I think it’s an endemic issue with the current design of the clinical trial industry as you would think it’s obvious that the pharma brands should just reinvest the money they save on the use of clinical research facilities and reimbursing all the travel etc but it doesn’t typically work like that because most clinical trials are still outsourced (usually to the CRO that bids the lowest price) and aren’t branded by the drug company that pays for them (this is another important reason why Apple ResearchKit ratings are going to completely disrupt today’s conventional outdated way of doing things).

“Is real-time data truly necessary for the benefit of my study? The potential of mobile health and real-time data is exciting and it’s tempting to take advantage of the technology regardless of whether your study will truly benefit from its use. Critically evaluate whether the costs of using mobile health (such as those listed above) are worth the benefits of real-time data. If the benefits fall short, it may be best to opt-out of mobile health and design a trial better suited to the needs of your study and participants.”

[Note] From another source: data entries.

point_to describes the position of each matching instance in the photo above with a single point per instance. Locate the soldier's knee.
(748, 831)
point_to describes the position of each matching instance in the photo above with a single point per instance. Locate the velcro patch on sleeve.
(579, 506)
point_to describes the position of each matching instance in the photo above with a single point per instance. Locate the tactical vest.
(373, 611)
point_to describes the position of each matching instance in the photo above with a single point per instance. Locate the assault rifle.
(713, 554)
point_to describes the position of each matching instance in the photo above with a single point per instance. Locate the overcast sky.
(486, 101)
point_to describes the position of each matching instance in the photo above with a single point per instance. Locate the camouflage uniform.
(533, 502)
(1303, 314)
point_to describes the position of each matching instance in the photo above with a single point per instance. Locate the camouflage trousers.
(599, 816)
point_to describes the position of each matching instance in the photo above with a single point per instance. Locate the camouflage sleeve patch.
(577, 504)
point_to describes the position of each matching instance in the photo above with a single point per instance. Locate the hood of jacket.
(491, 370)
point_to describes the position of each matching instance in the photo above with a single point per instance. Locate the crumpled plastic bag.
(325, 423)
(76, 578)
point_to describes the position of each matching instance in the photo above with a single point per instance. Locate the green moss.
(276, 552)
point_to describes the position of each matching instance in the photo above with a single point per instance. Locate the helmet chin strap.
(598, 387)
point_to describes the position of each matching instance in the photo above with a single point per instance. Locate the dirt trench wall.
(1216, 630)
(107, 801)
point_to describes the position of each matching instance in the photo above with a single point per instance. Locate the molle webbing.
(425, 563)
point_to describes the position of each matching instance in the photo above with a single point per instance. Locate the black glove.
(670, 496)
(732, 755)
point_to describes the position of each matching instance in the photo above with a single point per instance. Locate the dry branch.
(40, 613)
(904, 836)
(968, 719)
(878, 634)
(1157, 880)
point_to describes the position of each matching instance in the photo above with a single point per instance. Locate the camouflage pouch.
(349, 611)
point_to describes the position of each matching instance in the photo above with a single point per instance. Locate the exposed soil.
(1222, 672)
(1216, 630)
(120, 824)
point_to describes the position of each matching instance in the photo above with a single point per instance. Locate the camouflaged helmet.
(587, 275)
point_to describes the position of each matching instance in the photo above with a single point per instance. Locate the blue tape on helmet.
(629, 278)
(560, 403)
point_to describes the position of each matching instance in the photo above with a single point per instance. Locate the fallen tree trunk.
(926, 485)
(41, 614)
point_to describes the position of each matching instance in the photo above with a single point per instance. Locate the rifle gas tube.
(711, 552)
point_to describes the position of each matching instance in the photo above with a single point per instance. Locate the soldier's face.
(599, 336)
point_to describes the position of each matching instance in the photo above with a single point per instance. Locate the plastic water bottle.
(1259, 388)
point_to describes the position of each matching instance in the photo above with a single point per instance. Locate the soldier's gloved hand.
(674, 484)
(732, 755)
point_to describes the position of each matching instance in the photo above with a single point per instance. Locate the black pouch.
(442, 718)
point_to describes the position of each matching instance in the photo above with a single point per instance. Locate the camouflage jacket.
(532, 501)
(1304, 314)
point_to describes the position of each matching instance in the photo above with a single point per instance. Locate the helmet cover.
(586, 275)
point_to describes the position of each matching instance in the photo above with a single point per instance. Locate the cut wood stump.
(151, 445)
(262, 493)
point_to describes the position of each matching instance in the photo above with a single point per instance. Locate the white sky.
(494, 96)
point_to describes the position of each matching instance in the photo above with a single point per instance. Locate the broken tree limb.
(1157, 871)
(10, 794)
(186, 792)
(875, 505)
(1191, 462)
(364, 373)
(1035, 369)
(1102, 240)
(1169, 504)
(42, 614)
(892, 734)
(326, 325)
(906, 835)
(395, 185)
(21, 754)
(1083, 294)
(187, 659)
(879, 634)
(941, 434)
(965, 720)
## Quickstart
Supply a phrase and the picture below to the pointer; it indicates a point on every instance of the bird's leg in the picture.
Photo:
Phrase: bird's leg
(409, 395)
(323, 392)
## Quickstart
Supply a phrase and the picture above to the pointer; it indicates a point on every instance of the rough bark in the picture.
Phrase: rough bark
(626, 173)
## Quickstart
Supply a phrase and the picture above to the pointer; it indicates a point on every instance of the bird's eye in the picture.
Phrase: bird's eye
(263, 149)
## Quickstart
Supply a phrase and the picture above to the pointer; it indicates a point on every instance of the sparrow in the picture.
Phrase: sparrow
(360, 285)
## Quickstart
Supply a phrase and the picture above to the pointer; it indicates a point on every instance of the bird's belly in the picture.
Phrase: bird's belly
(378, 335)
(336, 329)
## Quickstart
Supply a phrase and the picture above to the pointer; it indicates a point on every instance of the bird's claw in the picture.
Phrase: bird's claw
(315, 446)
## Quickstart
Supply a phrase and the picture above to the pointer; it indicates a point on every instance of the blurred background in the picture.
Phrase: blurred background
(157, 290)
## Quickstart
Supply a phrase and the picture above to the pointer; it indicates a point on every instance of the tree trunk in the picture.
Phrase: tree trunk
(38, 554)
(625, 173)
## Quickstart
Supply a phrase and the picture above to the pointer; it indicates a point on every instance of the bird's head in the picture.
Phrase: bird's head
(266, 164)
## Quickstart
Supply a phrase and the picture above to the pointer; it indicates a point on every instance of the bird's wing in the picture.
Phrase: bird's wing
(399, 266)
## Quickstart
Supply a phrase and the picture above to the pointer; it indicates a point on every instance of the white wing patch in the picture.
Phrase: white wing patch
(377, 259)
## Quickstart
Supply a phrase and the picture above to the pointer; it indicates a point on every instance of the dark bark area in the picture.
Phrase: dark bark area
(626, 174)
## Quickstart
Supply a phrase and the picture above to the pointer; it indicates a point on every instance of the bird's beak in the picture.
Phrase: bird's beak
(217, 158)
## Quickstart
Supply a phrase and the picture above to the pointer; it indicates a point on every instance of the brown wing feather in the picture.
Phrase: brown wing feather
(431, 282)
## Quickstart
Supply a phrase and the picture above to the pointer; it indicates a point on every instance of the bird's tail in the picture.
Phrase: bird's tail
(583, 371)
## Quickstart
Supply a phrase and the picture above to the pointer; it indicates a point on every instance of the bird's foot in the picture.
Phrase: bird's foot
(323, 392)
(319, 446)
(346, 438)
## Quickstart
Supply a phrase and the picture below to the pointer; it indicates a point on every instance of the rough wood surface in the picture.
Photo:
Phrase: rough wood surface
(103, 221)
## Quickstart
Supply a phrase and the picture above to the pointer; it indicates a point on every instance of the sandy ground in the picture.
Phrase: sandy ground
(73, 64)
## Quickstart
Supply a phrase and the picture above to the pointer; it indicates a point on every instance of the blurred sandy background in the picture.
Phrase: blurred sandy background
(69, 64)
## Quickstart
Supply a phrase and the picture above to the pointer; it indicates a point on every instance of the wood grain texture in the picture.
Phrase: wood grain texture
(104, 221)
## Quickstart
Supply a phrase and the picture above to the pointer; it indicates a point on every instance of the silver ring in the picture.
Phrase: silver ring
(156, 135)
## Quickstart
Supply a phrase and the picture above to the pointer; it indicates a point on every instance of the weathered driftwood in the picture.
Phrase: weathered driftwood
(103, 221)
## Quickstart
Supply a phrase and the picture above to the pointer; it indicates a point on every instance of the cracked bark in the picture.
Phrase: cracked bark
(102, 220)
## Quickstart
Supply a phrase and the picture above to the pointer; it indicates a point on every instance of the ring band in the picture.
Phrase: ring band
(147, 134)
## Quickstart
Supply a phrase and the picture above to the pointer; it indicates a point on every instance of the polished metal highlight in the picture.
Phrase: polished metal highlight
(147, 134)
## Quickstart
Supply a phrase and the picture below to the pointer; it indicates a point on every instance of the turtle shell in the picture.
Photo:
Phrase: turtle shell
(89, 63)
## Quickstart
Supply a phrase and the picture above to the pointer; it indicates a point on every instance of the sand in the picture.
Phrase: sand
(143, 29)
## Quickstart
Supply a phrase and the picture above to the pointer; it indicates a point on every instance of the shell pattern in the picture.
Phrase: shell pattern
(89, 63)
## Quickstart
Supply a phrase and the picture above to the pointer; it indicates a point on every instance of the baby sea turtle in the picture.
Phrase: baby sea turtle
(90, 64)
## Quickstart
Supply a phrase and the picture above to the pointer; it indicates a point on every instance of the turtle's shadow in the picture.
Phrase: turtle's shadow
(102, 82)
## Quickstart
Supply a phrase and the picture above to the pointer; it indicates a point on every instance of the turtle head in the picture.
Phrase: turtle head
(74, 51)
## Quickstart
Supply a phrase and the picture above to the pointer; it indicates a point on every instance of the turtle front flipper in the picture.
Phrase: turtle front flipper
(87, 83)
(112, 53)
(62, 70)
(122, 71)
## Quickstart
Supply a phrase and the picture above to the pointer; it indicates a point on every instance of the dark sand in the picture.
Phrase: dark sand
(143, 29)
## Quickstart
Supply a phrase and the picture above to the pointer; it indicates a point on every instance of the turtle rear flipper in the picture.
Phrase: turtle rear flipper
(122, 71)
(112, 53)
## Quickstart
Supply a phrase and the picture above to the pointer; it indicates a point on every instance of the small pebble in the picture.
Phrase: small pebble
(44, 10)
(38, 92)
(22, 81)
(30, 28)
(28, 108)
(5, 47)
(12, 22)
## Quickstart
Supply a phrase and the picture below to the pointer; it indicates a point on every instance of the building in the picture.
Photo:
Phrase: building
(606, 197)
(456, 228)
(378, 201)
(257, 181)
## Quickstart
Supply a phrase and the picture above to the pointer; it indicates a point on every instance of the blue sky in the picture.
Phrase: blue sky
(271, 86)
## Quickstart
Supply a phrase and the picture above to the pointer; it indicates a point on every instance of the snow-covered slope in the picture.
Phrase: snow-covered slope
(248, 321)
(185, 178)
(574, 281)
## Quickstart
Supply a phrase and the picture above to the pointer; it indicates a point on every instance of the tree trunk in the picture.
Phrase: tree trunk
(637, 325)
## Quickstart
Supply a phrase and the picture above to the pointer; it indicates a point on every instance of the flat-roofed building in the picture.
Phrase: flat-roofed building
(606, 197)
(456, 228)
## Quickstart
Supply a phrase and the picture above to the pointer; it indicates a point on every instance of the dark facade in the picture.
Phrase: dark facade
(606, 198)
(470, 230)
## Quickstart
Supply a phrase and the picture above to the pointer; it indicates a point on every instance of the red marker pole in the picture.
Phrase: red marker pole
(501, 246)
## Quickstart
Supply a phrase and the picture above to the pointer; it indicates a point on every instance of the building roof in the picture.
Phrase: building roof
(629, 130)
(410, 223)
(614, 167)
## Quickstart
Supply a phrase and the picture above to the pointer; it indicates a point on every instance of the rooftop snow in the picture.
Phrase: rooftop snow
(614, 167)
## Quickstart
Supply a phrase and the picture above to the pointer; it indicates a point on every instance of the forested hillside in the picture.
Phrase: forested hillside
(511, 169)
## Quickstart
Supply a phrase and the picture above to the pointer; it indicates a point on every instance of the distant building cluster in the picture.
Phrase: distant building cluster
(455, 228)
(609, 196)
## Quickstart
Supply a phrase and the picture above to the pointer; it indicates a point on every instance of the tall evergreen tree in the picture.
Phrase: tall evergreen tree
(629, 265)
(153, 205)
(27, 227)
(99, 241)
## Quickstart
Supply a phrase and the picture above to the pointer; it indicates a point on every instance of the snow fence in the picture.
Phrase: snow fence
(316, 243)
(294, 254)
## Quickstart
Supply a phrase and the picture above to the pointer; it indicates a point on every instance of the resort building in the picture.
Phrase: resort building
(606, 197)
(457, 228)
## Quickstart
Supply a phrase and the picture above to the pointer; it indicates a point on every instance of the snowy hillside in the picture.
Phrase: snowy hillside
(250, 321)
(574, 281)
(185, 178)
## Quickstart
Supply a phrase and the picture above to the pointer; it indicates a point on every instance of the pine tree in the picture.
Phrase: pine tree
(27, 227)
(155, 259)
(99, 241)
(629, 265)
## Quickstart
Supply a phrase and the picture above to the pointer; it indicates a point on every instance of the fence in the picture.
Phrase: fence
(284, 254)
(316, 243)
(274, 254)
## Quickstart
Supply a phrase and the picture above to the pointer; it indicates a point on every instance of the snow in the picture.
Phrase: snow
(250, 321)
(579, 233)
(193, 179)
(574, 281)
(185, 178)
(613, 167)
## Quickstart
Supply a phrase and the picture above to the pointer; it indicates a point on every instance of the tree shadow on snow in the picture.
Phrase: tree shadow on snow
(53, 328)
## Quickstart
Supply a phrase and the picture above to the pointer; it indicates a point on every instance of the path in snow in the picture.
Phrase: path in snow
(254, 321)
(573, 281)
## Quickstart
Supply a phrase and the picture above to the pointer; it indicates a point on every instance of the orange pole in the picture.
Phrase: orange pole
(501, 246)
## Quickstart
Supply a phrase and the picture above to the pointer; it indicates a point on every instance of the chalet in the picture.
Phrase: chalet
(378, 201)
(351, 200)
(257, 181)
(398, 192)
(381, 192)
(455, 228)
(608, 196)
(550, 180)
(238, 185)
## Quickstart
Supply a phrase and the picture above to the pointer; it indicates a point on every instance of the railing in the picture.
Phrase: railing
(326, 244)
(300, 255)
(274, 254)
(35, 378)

This is a typical mindset view of people I meet who work in the CRO industry. They can’t see any value beyond the tightly defined measurement requirements that they’re being paid to collect in their specific trial. The idea that the big data sets collected during a trial could be reviewed and processed by someone else or at a later time to draw other insights that weren’t perhaps clear when the trial was being quoted for is of no interest because most trials today are run by CROs who are focused on cost. Most trials today in Europe fail because they don’t recruit any/enough Patients or because the CRO tried to run them on too tight a shoestring.

“While mobile health technology could revolutionize how the clinical research industry conducts clinical trials, patient-centricity relies on the industry’s focus on building a positive participant experience. Regardless of whether mobile health is incorporated into study design, it’s essential to design each trial with the participant’s best interests in mind”

It’s no surprise that Mobile companies like Apple and Google are wiping the floor with brands in the CRO industry because they are so clearly out of touch with the business they’re in. How could a Mobile First approach not achieve a more ‘positive participant experience’ to what we have today where most Patients don’t know that clinical trial opportunities exist, aren’t being recommended to them by Carers, can’t find reviews of clinical trial experiences, etc, etc.